私が昨日読んだのは2章まで。さっそく神話1の「すばらしい会社をはじめるには、すばらしいアイデアが必要である。」を崩してくれた。
「基本理念が必要である」。確かにそうであり、自分にはそうたいした内容のものはつくれない。つくれないということは、会社を経営する資格がないかも知れないという不安が常によぎっていた。しかし、これを読んで安心した。
(ヒューレット・パッカードの話)
「・・・最初に会社を始めることを決め、そのあとで、何をつくるか考えた。二人は、まず一歩を踏み出して、ガレージから抜け出し、電気料金を払えるようなになりそうなことを、手当たりしだいやってみた。」
「たまに、ビジネス・スクールで講演する機会があるが、会社をはじめたときに、なんの計画もなく、臨機応変になんでもやったというと、経営学の教授はあぜんとする。わたしたちは、カネになりそうなことは、なんでもやってみた。」
(ソニーの話)
「・・・井深大が一九四五年八月に会社を設立したとき、具体的な製品のアイデアはなかった。それどころか、井深大と七人の社員は、会社がはじまったあとで、どんな製品をつくるか、意見を出し合った。」
(ウォルマートの話)
「サム・ウォルトンも、すばらしいアイデアを持たずに会社をはじめた。自分の会社を持ちたいという強い意欲と、小売業に関するごくわずかな知識、そしてあふれんばかりの情熱だけで、事業を起こした。」
「やっぱりそうなんだ」と納得した。つまり、カリスマやビッグアイデアを思いつく人だけが起業の有資格者ではない。企業や経営の話、それもコンサルタントなどの話は、「結果から話をつくっている」ことが多いようだ。「先見性のある起業家が、製品アイデアや市場についてのビジョンを武器に会社を設立する・・・」という神話は、例外はあるにしても、経験も知識も限られた凡人にはあり得ないことではなかろうか。しかも、コンサルタントも含めて多くの人々は何が先見性であるかは見抜けないし、結果論で実績を見て賞賛するというパターンが余りにも多すぎる。うがった見方をすれば、卓越した企業を自分の商売ネタにしているだけではなかろうか?

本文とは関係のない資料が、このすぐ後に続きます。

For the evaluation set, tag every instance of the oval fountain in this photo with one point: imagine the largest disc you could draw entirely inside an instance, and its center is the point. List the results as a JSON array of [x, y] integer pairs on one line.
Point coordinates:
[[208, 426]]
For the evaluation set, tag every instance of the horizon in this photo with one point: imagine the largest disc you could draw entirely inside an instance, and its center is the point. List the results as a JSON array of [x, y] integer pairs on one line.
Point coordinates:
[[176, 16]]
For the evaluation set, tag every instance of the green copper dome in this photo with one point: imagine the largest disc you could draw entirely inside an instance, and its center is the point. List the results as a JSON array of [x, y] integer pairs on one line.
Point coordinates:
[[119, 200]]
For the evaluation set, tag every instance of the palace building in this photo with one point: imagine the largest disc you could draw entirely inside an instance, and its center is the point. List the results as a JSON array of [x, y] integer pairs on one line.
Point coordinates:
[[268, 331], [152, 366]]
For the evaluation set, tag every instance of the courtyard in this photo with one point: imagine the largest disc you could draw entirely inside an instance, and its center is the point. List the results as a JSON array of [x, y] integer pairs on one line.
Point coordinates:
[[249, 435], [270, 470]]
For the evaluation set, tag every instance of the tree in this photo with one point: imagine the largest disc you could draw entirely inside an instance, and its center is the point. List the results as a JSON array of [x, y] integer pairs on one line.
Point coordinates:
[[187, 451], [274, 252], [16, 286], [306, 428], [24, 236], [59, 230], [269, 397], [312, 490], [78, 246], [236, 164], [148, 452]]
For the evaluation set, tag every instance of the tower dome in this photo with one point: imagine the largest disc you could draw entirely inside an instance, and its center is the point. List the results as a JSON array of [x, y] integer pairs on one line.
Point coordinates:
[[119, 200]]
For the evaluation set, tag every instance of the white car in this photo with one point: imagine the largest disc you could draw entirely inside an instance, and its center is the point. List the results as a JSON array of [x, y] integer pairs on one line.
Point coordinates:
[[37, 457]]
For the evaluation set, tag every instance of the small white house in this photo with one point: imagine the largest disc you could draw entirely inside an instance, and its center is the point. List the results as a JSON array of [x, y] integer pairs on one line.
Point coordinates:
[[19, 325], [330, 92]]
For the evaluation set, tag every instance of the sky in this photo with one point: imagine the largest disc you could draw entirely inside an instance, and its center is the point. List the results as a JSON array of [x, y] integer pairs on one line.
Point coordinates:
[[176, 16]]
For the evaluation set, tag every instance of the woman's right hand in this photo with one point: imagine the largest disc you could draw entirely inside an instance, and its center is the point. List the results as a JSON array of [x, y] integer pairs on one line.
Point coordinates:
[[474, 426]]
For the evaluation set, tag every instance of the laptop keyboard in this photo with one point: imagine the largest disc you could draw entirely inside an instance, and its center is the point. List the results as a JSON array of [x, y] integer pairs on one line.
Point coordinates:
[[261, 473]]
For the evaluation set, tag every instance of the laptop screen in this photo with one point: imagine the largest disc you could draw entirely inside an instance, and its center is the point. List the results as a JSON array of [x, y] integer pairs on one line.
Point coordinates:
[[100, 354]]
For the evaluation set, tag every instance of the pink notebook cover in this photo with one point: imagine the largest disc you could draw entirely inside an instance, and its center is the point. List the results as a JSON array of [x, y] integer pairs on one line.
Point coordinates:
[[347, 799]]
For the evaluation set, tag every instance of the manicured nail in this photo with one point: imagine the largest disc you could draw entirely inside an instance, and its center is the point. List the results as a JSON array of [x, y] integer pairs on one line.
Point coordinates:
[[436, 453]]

しかし、そうは言っても、そろそろ自分の会社が位置づけられている市場のことや、自らの強みと弱み、自分の会社に求められていることなど、まる三年という時間が膨大な量を与えてくれたと自覚している。
次の飛躍のために、そろそろビジョンを描く作業を始める時期には違いない。第三者ではなく、起業や経営という日々の真剣勝負にさらされ思い悩むことが卓越したビジョン形成に至る唯一の道であることを改めて思い知ることができた。